Dîné avec Monique. Il pleuvait à verse, je suis arrivée trempée au restaurant, elle aussi — bien plus tard car elle a espéré que la pluie s'arrête.
Parti en catastrophe pour tenter d'attrapper le dernier RER D passant aux Halles, c'est-à-dire celui de 21h30. J'ai réussi, je suis même arrivée un peu en avance, et pour m'occuper j'ai recherché "Béatrice Pouligny" sur twitter.

En effet, le matin, en cherchant un autre livre dans ma bibliothèque (celui de la dissidente Anna Politkovskaïa pour essayer d'expliquer Poutine à mon voisin…) j'étais tombée sur son livre, Ils nous avaient promis la paix et donc le soir, pour tromper l'attente, je lance une recherche sur son nom.

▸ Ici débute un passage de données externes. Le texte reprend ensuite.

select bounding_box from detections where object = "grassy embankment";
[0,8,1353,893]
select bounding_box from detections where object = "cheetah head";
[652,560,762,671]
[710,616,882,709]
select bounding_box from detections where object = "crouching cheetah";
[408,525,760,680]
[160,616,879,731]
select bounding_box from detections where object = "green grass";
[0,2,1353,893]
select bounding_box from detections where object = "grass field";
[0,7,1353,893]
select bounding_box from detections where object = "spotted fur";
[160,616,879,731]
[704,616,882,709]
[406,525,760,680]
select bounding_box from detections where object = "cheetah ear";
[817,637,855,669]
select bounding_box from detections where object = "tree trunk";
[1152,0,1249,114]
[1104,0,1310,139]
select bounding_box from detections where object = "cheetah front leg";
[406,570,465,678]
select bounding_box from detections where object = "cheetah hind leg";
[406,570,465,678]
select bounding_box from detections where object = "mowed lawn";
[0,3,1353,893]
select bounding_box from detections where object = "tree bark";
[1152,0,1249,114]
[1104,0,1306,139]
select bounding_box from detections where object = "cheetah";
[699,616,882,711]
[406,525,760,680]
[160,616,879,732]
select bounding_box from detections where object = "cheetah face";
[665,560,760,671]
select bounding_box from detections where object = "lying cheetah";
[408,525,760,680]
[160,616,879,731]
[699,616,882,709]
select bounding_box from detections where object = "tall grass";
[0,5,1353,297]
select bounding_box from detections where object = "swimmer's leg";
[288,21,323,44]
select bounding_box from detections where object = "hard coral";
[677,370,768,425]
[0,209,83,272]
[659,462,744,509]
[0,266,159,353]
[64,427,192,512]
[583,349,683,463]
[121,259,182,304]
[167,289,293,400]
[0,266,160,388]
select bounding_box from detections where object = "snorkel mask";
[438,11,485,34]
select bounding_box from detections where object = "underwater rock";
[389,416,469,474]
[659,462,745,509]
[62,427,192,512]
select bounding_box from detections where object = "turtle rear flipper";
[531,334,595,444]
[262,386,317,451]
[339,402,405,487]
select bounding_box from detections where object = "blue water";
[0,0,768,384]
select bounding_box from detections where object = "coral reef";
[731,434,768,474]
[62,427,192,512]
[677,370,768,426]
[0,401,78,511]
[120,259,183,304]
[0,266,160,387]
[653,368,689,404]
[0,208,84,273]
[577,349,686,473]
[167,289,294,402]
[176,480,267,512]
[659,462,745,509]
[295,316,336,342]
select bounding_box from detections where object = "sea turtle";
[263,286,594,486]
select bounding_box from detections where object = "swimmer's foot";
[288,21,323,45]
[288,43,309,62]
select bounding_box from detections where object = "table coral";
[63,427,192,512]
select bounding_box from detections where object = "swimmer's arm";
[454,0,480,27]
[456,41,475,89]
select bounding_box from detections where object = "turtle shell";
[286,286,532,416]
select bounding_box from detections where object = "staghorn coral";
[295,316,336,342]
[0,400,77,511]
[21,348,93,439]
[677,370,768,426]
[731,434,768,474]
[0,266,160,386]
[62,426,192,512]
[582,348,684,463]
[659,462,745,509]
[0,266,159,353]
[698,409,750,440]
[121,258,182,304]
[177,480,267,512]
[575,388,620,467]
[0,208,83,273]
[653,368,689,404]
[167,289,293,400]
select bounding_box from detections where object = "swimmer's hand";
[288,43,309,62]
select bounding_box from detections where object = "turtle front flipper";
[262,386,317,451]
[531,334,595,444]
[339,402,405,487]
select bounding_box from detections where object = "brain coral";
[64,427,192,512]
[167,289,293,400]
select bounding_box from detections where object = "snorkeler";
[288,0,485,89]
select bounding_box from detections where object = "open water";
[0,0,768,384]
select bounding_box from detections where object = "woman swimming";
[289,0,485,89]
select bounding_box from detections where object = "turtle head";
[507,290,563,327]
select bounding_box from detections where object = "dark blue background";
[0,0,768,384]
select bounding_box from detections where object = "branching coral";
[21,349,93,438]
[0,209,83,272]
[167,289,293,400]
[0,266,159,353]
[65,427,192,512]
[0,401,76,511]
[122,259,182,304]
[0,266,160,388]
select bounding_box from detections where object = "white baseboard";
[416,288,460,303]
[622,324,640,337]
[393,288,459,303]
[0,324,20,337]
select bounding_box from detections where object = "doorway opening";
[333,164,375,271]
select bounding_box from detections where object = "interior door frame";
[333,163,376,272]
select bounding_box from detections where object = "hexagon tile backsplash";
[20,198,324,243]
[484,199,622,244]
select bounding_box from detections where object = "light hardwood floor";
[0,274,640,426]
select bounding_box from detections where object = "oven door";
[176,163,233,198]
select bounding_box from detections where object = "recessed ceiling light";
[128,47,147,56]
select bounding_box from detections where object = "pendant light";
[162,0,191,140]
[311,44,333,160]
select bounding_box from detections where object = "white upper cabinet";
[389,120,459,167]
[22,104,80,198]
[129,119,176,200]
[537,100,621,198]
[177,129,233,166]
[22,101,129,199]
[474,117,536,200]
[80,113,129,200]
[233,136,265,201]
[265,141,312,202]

Béatrice, c'était l'année de mon entrée à Science-Po l'impressionnante élève de troisième année, connue à la fois pour ses excellents résultats (les profs distribuaient ses notes de lecture aux autres sans même les relire) et son parcours atypique (notes tapées à la machine (1986, le traitement de texte est rare) car elle était entrée à Science-Po sur dossier avec un BTS de secrétariat).
Une fois diplômée elle a été recrutée par Amnesty international pour un poste ordinairement réservé à des hommes expérimentés. J'ai suivi son parcours de loin en loin : plus tard elle a fait un doctorat et a travaillé au CERI. Twitter me renvoie ça : «Shaman Beatrice Pouligny PhD is coming by our sanctuary this Saturday at 1pm to perform a blessing on the whole… »
Shaman? Ça doit être un homonyme, ou cela doit vouloir dire quelque chose d'autre.

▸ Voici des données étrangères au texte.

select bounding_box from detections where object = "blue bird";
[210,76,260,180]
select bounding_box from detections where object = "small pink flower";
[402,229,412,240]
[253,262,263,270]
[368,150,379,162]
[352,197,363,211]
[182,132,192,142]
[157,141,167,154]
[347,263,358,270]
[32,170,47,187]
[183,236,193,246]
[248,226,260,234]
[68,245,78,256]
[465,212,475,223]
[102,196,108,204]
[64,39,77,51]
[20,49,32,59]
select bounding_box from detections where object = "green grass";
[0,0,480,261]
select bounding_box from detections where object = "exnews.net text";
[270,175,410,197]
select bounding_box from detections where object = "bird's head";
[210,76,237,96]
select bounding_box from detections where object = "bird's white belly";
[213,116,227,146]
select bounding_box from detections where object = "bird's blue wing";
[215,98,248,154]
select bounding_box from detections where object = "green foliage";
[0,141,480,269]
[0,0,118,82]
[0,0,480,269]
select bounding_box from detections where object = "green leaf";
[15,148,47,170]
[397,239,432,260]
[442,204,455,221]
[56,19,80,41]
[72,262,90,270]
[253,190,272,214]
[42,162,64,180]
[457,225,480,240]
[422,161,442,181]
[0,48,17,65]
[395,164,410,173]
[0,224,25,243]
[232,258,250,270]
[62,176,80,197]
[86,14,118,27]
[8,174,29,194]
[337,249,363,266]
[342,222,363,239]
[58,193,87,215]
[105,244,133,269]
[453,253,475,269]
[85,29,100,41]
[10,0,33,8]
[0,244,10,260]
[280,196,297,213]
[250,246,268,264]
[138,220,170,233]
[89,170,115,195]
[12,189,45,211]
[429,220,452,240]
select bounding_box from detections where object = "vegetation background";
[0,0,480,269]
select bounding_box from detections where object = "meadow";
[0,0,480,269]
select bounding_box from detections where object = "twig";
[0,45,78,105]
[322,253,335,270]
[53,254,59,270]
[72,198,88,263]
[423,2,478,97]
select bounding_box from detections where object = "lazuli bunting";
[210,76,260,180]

Je continue à chercher, directement sur Google : non, c'est bien elle, et il s'agit bien du shaman spirituel et guérisseur.
J'ai une amie shaman.

Comment dire la joie intense que cela suscite en moi : elle a osé ! Avec ses diplômes, son expérience, ses contacts au plus haut niveau international et universitaire, elle ose s'afficher shaman, avec tout ce que cela transporte de zazou et de hippie et de charlatan aux yeux d'un Français moyen (et alors non moyen, je n'ose imaginer: pas étonnant qu'elle soit aux US et pas en France).

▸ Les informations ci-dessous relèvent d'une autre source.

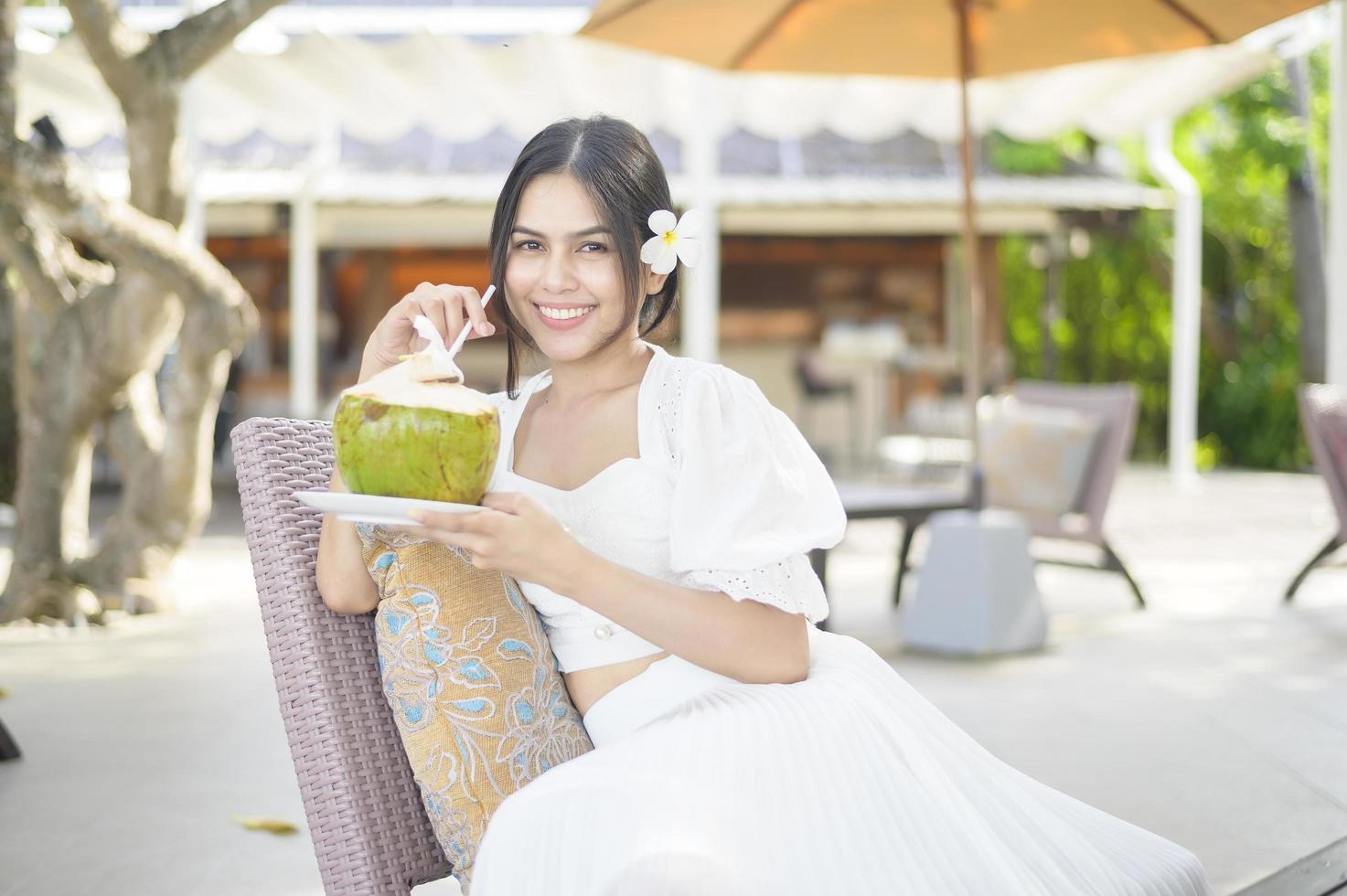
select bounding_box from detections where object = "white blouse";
[487,342,846,672]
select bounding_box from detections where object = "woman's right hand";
[361,283,496,379]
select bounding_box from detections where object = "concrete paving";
[0,467,1347,896]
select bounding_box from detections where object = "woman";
[318,117,1211,896]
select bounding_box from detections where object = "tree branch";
[60,0,150,108]
[0,198,78,312]
[137,0,285,82]
[0,139,257,352]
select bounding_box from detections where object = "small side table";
[809,480,968,629]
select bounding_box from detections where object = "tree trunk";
[0,265,19,504]
[0,0,280,621]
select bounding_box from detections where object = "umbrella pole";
[954,0,982,509]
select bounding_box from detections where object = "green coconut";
[333,353,501,504]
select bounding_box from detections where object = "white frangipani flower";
[641,208,701,273]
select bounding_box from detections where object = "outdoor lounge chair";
[230,418,451,896]
[1010,380,1147,608]
[1287,384,1347,601]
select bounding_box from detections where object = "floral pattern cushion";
[978,395,1102,520]
[357,523,594,893]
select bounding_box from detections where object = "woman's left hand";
[400,492,583,590]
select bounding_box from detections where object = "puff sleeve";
[668,365,846,623]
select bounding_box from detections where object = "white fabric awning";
[17,31,1276,147]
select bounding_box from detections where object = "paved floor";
[0,469,1347,896]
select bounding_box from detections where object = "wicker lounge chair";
[1287,385,1347,601]
[230,418,451,896]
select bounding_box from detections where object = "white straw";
[449,283,496,357]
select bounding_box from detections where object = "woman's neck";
[544,338,653,411]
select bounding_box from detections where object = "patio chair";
[1287,384,1347,601]
[230,418,451,896]
[1010,380,1147,608]
[795,349,861,464]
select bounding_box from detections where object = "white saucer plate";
[295,492,485,526]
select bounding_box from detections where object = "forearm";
[558,549,809,683]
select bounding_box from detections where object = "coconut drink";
[333,322,501,504]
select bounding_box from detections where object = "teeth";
[538,304,594,321]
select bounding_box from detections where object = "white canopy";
[19,28,1276,147]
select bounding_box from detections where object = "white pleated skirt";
[472,629,1211,896]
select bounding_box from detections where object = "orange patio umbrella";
[579,0,1319,501]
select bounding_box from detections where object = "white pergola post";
[1324,0,1347,387]
[1147,122,1202,490]
[290,122,341,419]
[177,0,210,245]
[679,73,721,361]
[290,186,318,419]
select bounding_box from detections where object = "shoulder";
[652,353,775,464]
[658,355,766,416]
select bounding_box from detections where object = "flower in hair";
[641,208,701,273]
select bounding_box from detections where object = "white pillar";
[679,73,721,361]
[290,189,318,419]
[1324,0,1347,387]
[177,0,210,245]
[1147,122,1202,490]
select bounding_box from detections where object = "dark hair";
[490,114,678,399]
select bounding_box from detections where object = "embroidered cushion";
[978,395,1100,518]
[357,523,594,893]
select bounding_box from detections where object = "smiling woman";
[490,119,679,396]
[319,117,1211,896]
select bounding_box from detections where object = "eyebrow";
[510,227,613,240]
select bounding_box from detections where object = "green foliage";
[988,51,1328,469]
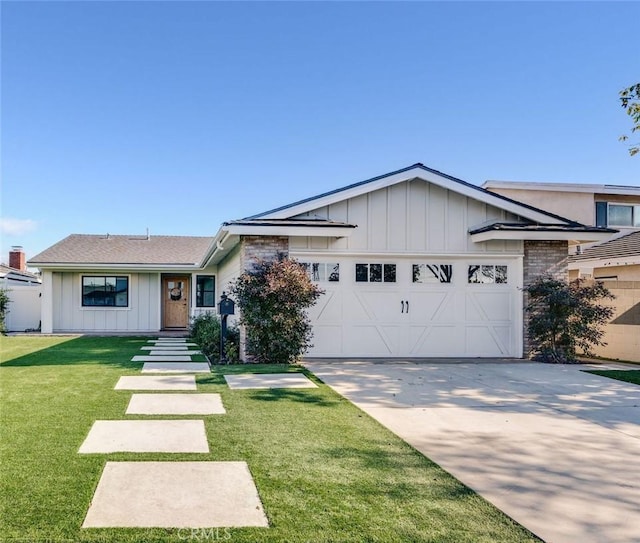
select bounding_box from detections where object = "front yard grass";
[587,370,640,385]
[0,337,539,543]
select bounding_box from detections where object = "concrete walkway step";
[142,362,211,373]
[114,375,196,390]
[78,420,209,454]
[82,462,269,528]
[126,393,226,415]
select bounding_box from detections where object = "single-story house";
[0,246,42,332]
[30,164,615,357]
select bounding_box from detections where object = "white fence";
[5,285,42,332]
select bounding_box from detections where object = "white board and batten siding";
[51,272,160,332]
[290,180,523,357]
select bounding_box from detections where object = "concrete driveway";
[305,361,640,543]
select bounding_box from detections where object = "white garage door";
[298,257,521,357]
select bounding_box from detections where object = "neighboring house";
[0,246,42,332]
[483,181,640,362]
[30,164,614,357]
[569,230,640,362]
[482,181,640,232]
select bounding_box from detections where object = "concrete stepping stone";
[114,375,196,390]
[147,340,198,347]
[82,462,269,537]
[78,420,209,454]
[126,394,226,415]
[140,343,189,351]
[142,362,211,373]
[148,349,202,357]
[224,373,318,389]
[131,354,191,362]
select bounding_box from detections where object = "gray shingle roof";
[569,230,640,262]
[29,234,213,266]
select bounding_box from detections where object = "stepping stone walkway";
[126,394,226,415]
[131,353,191,362]
[78,420,209,454]
[82,462,269,528]
[114,375,196,390]
[224,373,318,389]
[78,338,269,528]
[142,362,211,373]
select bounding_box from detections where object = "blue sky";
[1,1,640,261]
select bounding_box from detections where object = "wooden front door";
[162,276,189,328]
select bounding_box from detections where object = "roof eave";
[225,223,355,238]
[27,261,201,272]
[469,230,611,243]
[248,165,577,224]
[568,255,640,270]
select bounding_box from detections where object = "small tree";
[0,288,11,334]
[525,276,615,363]
[619,83,640,156]
[231,255,322,364]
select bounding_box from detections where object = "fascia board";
[482,180,640,196]
[470,230,611,243]
[569,255,640,270]
[259,167,557,222]
[29,262,201,272]
[226,224,355,238]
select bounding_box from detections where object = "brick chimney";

J'ai été emplie d'une joie profonde : elle avait trouvé sa voie, une voie très particulière et elle avait osé l'emprunter, et elle l'affichait, et elle continuait à travailler pour la paix, sans renoncer devant l'ampleur de la tâche. J'ai eu envie de partager cette joie, mais avec qui? Pas avec P. dont je n'ai plus de nouvelles depuis vingt ans, pas avec H. qui lèverait les yeux au ciel devant cet irationalisme, pas avec les enfants que cela ferait rire, pas avec mes amis catholiques qui ne diraient rien en songeant "hérésie et superstition"…

Personne pour comprendre cette joie, alors je l'écris ici.